“…Broken
Though they are, they have eyes as piercing as gimlets,
That shine like those holes in which water sleeps at night;
They have the divine eyes of little girls
Who are amazed and laugh at everything that gleams.
….
I would be plunged in pleasure still,
Conjuring up the Springtime with my will,
And forcing sunshine from my heart to form,
Of burning thoughts, an atmosphere that's warm.”
Beaudelaire, Paysages, Landscape, trans by: Roy Campbell, Poems of Baudelaire (New York: Pantheon Books, 1952)
I wrote down the harmonica/rat trap phrase as I stumbled upon it recently, and now find I have absolutely no idea where I stumbled on it. I do recall that it made me smile, because I thought it the perfect illustration of dreams that have died an ugly death but won’t give up and go away. It also fits with my new favorite song: “How Can I Love You if You Won’t Lie Down” (I woulda said “lay down” but I suspect I’m being monitored by the Department of Homeland Grammar Security, and I don’t want to draw attention to my grammar, or the fact that I should be more careful about attributing quotes).
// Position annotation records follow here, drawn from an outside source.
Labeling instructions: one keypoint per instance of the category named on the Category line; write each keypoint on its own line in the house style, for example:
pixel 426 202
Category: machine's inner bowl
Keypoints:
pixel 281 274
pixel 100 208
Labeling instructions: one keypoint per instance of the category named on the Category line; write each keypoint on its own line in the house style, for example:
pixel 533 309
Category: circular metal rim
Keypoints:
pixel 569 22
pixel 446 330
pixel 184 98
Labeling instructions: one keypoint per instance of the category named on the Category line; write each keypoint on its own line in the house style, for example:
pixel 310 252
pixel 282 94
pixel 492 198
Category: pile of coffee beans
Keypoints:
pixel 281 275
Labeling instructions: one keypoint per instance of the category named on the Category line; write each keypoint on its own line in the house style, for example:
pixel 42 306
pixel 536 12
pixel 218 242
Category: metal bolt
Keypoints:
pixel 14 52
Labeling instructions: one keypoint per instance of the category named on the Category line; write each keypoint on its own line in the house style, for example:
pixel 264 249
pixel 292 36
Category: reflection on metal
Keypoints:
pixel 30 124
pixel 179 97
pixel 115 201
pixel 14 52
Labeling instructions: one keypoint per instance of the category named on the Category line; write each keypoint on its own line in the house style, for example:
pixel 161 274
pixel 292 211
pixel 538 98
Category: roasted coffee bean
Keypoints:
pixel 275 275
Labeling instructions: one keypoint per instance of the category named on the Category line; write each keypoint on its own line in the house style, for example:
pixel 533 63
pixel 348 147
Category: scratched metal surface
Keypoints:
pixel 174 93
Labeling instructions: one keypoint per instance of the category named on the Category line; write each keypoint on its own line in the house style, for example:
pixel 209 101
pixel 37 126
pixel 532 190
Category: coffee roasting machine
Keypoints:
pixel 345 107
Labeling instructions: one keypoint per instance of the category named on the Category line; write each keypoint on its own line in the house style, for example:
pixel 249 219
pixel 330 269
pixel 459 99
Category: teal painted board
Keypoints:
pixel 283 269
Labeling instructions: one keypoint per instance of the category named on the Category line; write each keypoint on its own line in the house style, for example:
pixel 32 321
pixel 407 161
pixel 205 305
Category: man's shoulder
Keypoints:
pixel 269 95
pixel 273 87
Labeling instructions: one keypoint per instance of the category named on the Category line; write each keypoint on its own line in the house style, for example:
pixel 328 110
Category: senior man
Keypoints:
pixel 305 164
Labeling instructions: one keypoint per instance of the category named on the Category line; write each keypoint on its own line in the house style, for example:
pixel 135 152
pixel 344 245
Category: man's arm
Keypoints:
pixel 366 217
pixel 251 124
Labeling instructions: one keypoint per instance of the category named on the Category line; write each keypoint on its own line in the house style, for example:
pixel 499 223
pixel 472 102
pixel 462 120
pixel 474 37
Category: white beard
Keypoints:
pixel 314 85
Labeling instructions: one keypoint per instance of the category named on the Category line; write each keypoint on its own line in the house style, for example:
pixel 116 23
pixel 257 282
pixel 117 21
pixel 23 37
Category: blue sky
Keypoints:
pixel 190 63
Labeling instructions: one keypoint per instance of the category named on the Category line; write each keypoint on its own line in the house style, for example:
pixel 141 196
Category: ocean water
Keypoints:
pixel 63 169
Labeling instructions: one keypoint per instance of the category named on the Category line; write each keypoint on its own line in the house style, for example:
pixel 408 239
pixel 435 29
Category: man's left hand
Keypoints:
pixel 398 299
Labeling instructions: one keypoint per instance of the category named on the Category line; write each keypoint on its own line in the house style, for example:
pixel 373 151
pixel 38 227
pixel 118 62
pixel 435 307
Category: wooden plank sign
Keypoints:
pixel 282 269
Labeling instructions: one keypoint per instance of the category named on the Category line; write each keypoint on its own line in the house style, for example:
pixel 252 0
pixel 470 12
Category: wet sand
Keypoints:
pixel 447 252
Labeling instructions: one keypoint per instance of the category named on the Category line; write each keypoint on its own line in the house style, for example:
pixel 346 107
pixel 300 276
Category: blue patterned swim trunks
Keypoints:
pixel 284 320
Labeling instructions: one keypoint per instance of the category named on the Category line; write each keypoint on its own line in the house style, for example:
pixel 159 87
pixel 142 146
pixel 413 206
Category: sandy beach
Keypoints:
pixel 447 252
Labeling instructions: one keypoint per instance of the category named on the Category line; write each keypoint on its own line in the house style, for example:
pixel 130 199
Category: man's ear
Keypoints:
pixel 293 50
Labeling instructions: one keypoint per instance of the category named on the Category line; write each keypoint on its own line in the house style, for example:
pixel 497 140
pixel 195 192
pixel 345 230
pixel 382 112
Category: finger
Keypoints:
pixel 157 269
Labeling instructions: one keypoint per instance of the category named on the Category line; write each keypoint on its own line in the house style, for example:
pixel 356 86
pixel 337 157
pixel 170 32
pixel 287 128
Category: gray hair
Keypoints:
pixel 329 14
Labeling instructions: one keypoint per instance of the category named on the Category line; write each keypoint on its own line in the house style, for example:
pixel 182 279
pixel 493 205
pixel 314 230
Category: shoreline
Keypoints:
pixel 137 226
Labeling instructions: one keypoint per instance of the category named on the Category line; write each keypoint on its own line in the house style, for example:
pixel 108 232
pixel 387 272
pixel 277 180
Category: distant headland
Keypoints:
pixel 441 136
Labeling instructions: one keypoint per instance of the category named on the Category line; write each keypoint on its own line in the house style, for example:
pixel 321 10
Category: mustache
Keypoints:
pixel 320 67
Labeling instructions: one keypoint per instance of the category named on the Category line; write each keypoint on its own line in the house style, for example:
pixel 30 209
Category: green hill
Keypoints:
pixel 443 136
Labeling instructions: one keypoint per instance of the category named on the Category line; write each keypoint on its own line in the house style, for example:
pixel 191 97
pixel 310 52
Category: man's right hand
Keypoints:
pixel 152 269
Xmas brings to the top of my cold mental soup greasy chunks of longing for material things like harmonicas destined to rust in the teeth of rat traps. I want more stuff. As a kid I never really wanted a pony, but all my friends were getting ponies, so I was pretty sure I needed one too. Nowadays I don't really want sparkling jewelry - the kind that sends women in commercials swooning into ecstasies of love. (Instead of a tag line saying diamonds are forever, I prefer the satirical commercial with the tag line “She’ll practically have to!”)
Now all my childish dreams like playing the harmonica and wanting a pony have been replaced. I want to forget what I heard on TV yesterday, in a news story about Iran. A widow covered in black sheets, walking home in the snow, telling the reporter she was worried bout what her children would eat tonight, and tomorrow.
The picture above may, at first glance, look like ripples in a cool, shadowy pool. It’s actually a picture of the low winter sun setting between trees, taken through the middle of a spider’s web. In this season where we dress up in good will and peace on earth, I wish I could buy the whole world a pony, or, if they prefer, harmonica lessons. Or perhaps even a diamond necklace to make little girls' eyes gleam.
As for me, as winter gloom descends and Xmas shopping days dwindle, I already want to conjure up the warm atmosphere of Springtime.